Canadian NRA parent entirely funds an interest bearing account at TD Bank of Canada. Parent is primary account holder and adult child USC (and for our example, US resident) is secondary account holder, making this a jointly held account.


Under Canadian tax law CRA identifies the party responsible to pay tax on the interest based upon how much each co-holder contributed to the account. Thus only parent pays Canadian tax on said interest income. Bank is often not privy to who funded the account and therefore issues a joint T5 interest income slip reporting 50% to each account holder

(parent and child), leaving up to them to properly allocate on T1 reporting.


Under IRS tax law, division of income on joint accounts is based on local laws - how one's state or Canadian province divides assets. Let's assume in such case that Ontario treats said account and its income as belonging only to the parent who entirely funded the account.


This would mean the child excludes reporting the interest income on 1040. Note that this is NOT a case of parent being a nominee recipient who received an interest tax slip for income actually belonging (in whole or part) to someone else and needing to file 1099-INT to siphon off that interest from him/herself to child.


However, child would need to include this joint account on Form 8938 and FBAR.


The child is an account owner but not an account earner, a very unusual outcome.

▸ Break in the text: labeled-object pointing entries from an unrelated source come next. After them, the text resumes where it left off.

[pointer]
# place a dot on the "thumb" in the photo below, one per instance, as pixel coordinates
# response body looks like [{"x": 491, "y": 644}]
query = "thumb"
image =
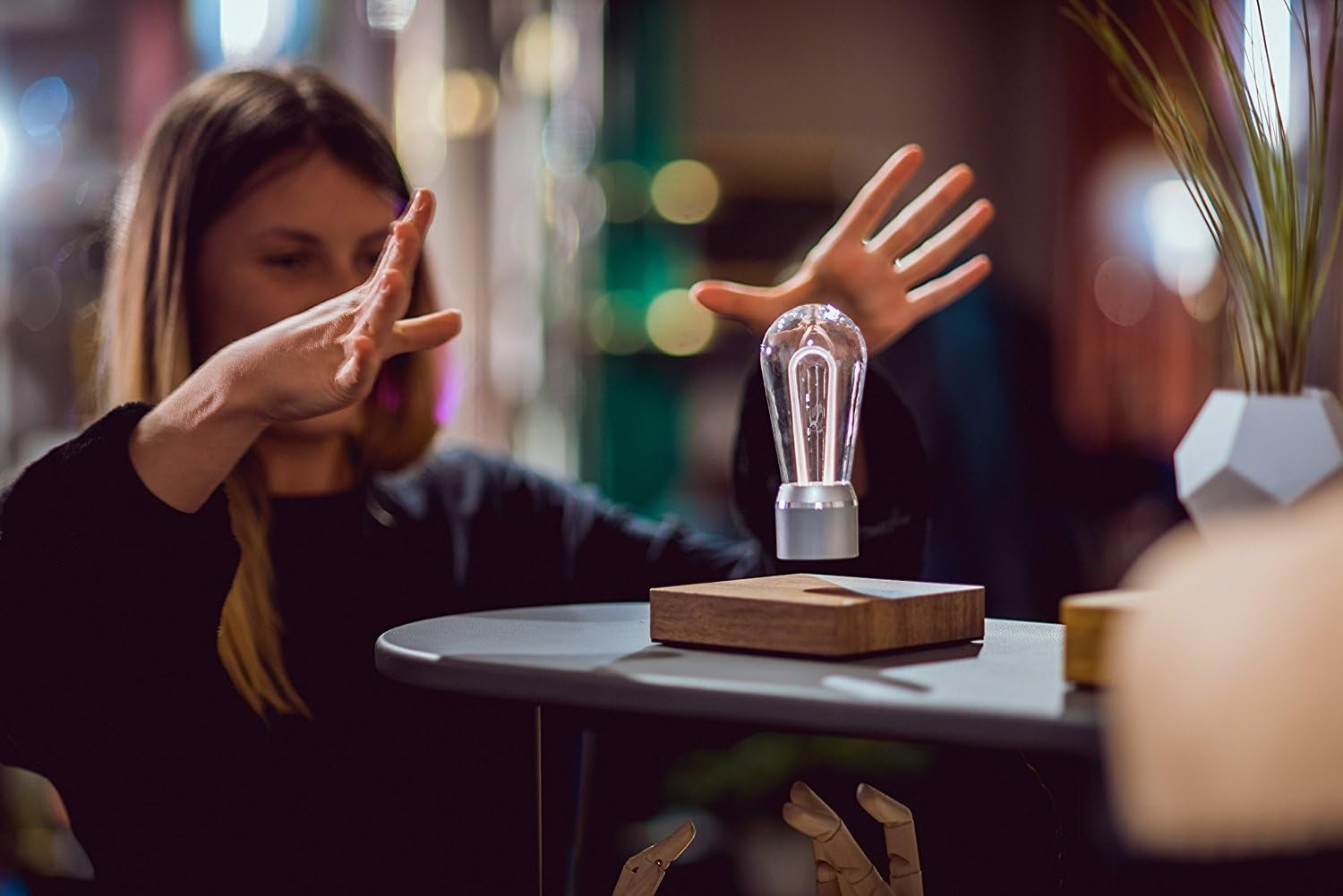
[{"x": 735, "y": 301}]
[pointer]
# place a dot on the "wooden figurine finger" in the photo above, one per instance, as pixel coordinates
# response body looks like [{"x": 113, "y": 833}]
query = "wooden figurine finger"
[
  {"x": 642, "y": 872},
  {"x": 834, "y": 845},
  {"x": 902, "y": 844},
  {"x": 827, "y": 880}
]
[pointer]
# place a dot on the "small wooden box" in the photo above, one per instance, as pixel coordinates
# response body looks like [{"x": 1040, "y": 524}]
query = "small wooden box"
[
  {"x": 1088, "y": 622},
  {"x": 817, "y": 616}
]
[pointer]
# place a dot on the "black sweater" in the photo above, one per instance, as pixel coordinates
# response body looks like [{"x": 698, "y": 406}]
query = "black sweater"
[{"x": 112, "y": 687}]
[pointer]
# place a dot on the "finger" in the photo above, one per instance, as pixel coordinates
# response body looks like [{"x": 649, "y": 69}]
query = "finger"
[
  {"x": 735, "y": 301},
  {"x": 429, "y": 330},
  {"x": 359, "y": 367},
  {"x": 403, "y": 246},
  {"x": 899, "y": 826},
  {"x": 939, "y": 250},
  {"x": 389, "y": 300},
  {"x": 808, "y": 799},
  {"x": 927, "y": 209},
  {"x": 835, "y": 845},
  {"x": 872, "y": 201},
  {"x": 827, "y": 880},
  {"x": 937, "y": 293}
]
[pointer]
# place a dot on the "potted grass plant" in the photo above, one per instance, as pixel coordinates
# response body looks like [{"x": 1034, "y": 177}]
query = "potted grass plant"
[{"x": 1273, "y": 211}]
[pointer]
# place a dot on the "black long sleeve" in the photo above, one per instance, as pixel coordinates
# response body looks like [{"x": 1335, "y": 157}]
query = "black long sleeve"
[{"x": 91, "y": 568}]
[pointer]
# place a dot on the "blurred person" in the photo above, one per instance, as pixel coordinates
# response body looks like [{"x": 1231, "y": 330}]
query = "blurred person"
[
  {"x": 1225, "y": 730},
  {"x": 190, "y": 590}
]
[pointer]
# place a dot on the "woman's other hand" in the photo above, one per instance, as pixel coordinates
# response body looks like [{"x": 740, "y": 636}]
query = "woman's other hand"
[{"x": 886, "y": 282}]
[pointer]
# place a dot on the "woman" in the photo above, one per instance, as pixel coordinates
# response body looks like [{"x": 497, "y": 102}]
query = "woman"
[{"x": 190, "y": 590}]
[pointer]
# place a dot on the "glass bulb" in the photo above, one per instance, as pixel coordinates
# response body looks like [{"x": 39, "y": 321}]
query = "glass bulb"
[{"x": 814, "y": 362}]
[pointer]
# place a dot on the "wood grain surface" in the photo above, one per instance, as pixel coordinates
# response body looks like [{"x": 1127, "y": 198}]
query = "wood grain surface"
[{"x": 817, "y": 616}]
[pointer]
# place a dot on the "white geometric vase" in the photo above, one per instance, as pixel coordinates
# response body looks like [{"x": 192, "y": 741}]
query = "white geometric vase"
[{"x": 1246, "y": 452}]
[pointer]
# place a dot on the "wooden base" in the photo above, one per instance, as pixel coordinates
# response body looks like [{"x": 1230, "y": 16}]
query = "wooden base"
[
  {"x": 1088, "y": 622},
  {"x": 817, "y": 616}
]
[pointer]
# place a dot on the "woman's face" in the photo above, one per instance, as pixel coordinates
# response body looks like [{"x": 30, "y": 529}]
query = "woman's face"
[{"x": 305, "y": 231}]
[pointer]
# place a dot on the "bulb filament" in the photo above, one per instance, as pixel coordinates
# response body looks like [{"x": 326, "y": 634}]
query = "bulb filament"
[{"x": 814, "y": 416}]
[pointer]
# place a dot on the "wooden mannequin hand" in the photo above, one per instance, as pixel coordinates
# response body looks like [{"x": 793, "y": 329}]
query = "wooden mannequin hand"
[
  {"x": 327, "y": 357},
  {"x": 642, "y": 872},
  {"x": 843, "y": 869},
  {"x": 885, "y": 284}
]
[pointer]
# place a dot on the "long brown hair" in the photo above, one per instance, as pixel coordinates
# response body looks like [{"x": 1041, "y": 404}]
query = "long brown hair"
[{"x": 206, "y": 144}]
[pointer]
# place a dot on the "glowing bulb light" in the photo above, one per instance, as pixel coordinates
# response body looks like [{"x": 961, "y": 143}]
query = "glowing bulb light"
[{"x": 814, "y": 362}]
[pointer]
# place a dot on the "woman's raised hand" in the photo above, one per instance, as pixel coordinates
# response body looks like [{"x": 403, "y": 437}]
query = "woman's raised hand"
[
  {"x": 311, "y": 364},
  {"x": 327, "y": 357},
  {"x": 886, "y": 282}
]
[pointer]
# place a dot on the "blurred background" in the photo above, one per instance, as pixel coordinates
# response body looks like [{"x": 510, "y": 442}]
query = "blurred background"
[{"x": 596, "y": 158}]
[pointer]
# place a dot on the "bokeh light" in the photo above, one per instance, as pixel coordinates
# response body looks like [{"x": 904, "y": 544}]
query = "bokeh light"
[
  {"x": 626, "y": 188},
  {"x": 1184, "y": 252},
  {"x": 45, "y": 107},
  {"x": 418, "y": 101},
  {"x": 615, "y": 325},
  {"x": 545, "y": 54},
  {"x": 1123, "y": 289},
  {"x": 680, "y": 325},
  {"x": 685, "y": 191},
  {"x": 465, "y": 104},
  {"x": 254, "y": 30}
]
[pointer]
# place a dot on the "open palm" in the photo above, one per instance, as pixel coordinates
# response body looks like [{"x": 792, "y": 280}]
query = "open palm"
[
  {"x": 327, "y": 357},
  {"x": 886, "y": 282}
]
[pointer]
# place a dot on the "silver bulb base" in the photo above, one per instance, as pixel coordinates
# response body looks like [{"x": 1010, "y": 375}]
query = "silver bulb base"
[{"x": 816, "y": 522}]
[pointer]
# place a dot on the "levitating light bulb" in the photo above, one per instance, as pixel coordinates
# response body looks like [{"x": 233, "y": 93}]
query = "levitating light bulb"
[{"x": 814, "y": 363}]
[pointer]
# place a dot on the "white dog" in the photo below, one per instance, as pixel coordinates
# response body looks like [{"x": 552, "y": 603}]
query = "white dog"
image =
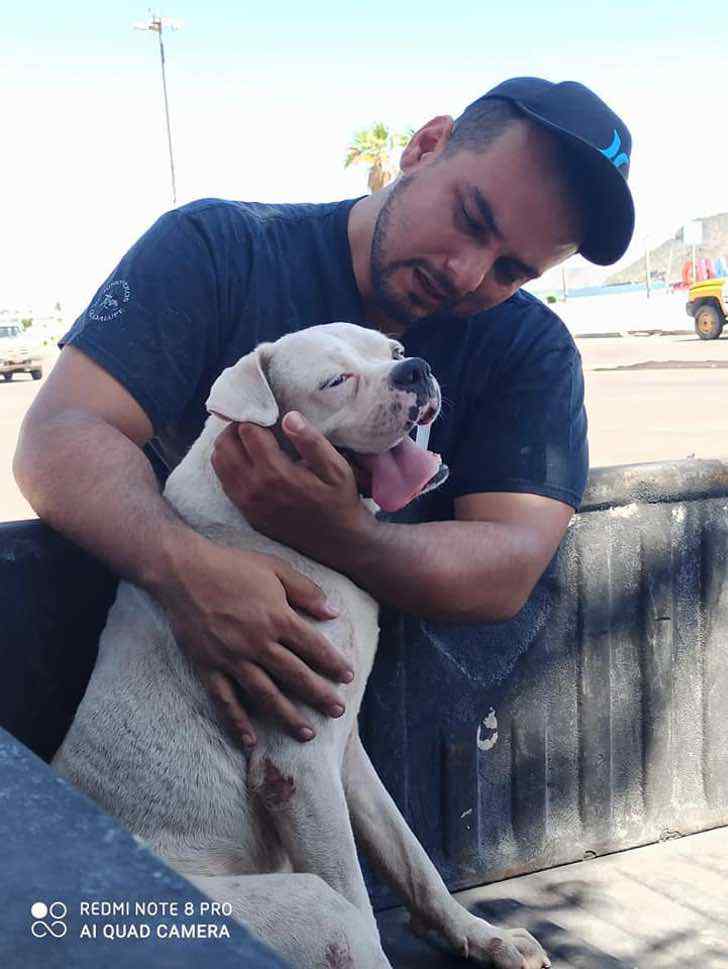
[{"x": 272, "y": 832}]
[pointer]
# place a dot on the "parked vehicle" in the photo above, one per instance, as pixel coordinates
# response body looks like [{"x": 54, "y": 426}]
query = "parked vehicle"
[
  {"x": 19, "y": 353},
  {"x": 708, "y": 305}
]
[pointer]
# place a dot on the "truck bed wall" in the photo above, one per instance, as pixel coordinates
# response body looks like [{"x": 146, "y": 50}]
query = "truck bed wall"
[{"x": 593, "y": 721}]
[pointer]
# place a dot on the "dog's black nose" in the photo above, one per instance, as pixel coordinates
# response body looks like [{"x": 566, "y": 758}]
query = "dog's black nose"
[{"x": 410, "y": 374}]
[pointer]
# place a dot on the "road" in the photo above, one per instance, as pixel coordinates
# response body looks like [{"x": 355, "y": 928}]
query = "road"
[{"x": 635, "y": 415}]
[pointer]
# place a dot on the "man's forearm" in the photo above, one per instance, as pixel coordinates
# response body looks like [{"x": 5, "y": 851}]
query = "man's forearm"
[
  {"x": 91, "y": 483},
  {"x": 464, "y": 571}
]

Said ensuing unusual result creates a mismatch whereby child would not report the interest income on his 1040 but if meeting the 8938 threshold would need to report the account therein. This outcome exactly matches the tax evasion scenario IRS is attempting to catch in requiring Form 8938 filing and Canadian banks to disclose ownership to IRS in compliance with FATCA, a RED FLAG.

 

If child meets the 8938 USD$50,000 USA-resident threshold and files 8938, filing options are:

1.      Include the account on Form 8938 and also include the interest income and FTC but checking the math to ensure that no additional tax liability ensues as a result.

2.      Include the account on Form 8938 BUT exclude the interest income, which raises a red flag, but then include a statement explaining the discrepancy of how child is a joint account owner yet not a joint earner of the account’s interest. If IRS pursues, even if it concedes, this will involve hassle.